Technology is evolving faster than ever before: what used to be incremental steps is quickly becoming leaps and bounds. And, as digitalization spreads throughout the industry and new digital tools emerge, no industry or market can avoid the march of progress.
Digital technologies have transformed the way we work by solving some of the biggest challenges today’s market faces such as how to cut-costs while optimizing performance, and boosting production.
Markets are more fluid and susceptible to fluctuations than ever before, a state exacerbated by the recent global pandemic. GlobalData analysts reported in a recent review of industry contracts that the number of global oil and gas contracts decreased by 28% between 2019 and 2020.
While oil prices are tentatively recovering post-Covid, hitting a session peak of $77.84 for its highest since October 2018, other external pressures are still squeezing the industry to find better and cheaper ways of doing business.
Transformative digital technologies, like digital twins, can help operators solve these key business problems by enabling them to unlock an enormous amount of hidden value in their assets. Digital technology is already at work for the oil and gas industry in areas such as flow assurance, digital subsea mapping, IoT sensors to name just a few. However, we’re still missing a trick when it comes to data integration and data unity.
The challenges to unlocking value
Offshore oil and gas assets are highly complex facilities with very expensive equipment, numerous processes, and multiple digital applications. On top of that, they operate in a high risk environment that is physically difficult to access. Scoping, planning, building, operating and maintaining an asset requires a whole host of people from across various different disciplines e.g. engineers, specialized system experts, project managers, and maintenance crews to work together in sync to ensure it’s a smooth journey to profitability.
Facilitating project teams collaboration, optimization of planning, and a more holistic understanding of the asset in a real-world context is where disruptive technologies can create value and support operators in reaching key milestones quicker. By creating an identical digital copy of an asset in a virtual environment, project teams are able to make faster and better decisions. When the quality of planning, execution and operation is increased so too is the value generated by the digital twin.
It’s worth noting that digital twin technology isn’t the new kid on the block. In fact, digital twins have been used in oil and gas operations for a while. However, what the industry has been failing to do is use them to their full potential and, as a result, are missing out on the true value they could create. Too often when a digital twin is used, management fails to secure buy-in from the end users within the company and the twin sits there under utilized. When a tool sits there creating no value, management may then blame the tool and view it as a bad investment.
Another problem can be company culture and the historic way projects have been carried out before. Department, data and application silos hinder value creation, and again leave the twin unable to reach its maximum potential. Everyday work hours are lost when people have to access multiple, most likely, isolated systems just to do their job.
The limited data interaction between these applications makes this process even more time consuming and could lead to inaccuracies. Gathering data from different disciplines or production activities also eats into work hours that could be better spent on other aspects of the project and can delay decision making.

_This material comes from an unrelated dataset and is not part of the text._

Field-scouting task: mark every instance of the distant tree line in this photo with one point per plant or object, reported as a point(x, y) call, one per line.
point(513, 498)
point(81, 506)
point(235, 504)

Digital twins create value through optimization
We have seen in our customer use cases that digital twins can help oil and gas companies to create value in the following ways:
- Reduce time-to-first-oil
- Accelerate production
- Reduce capital expenditure
- Enhance health and safety
- Reduce need for revisions
- Increase recovery rate
- Reduce operating costs
- Eliminate bottlenecks
By allowing companies to accurately simulate and optimize an asset in the virtual environment before creating it in the real world, a digital twin reduces both guesswork and uncertainty of executing an oil and gas project.
This digital twin allows planners to test risky what-if scenarios onshore thereby minimizing the likelihood of the unexpected happening in real-life. These simulations will help improve concept selection, increase accuracy in cost-weight estimations, reduce the time needed to determine project parameters and to identify opportunities to optimise asset value against capital expenditure.
Digital twins also drive value through enhanced collaboration between disciplines, project life cycle stages, operators and contractors. Housed in the cloud, teams from anywhere in the world can access tools and data, update models and collaborate with each other using a digital twin platform. The virtual environment helps break down traditional barriers to collaboration and communication.
Identify both opportunities for optimization and potential obstacles
A centralized and integrated digital twin platform like FutureOn’s offerings creates an open ecosystem of applications via an API-driven integration; that is, based on an open approach to the standardization of data. This means our end users do not have to login to multiple systems and can access everything they need from one central and secure online hub. Centralized data will help to ensure project continuity and to identify the resources needed for each asset.
Legacy systems and new upstream projects can both benefit from the application of digital twin technology. Companies can use a digital twin to gain a deeper understanding of a legacy asset enabling them to assess the asset’s maturity and identify opportunities and obstacles as to where optimizations can be made to improve production. Similarly, for new projects, the digital twin enables planners to invest capital more efficiently and accelerate the time to first oil.
Gartner predicts that half of major industrial applications will be using digital twins by 2021, potentially increasing their operational effectiveness by 10%. So, it’s safe to say that it’s only a matter of time before the industry starts realising the full value of digital twin technologies.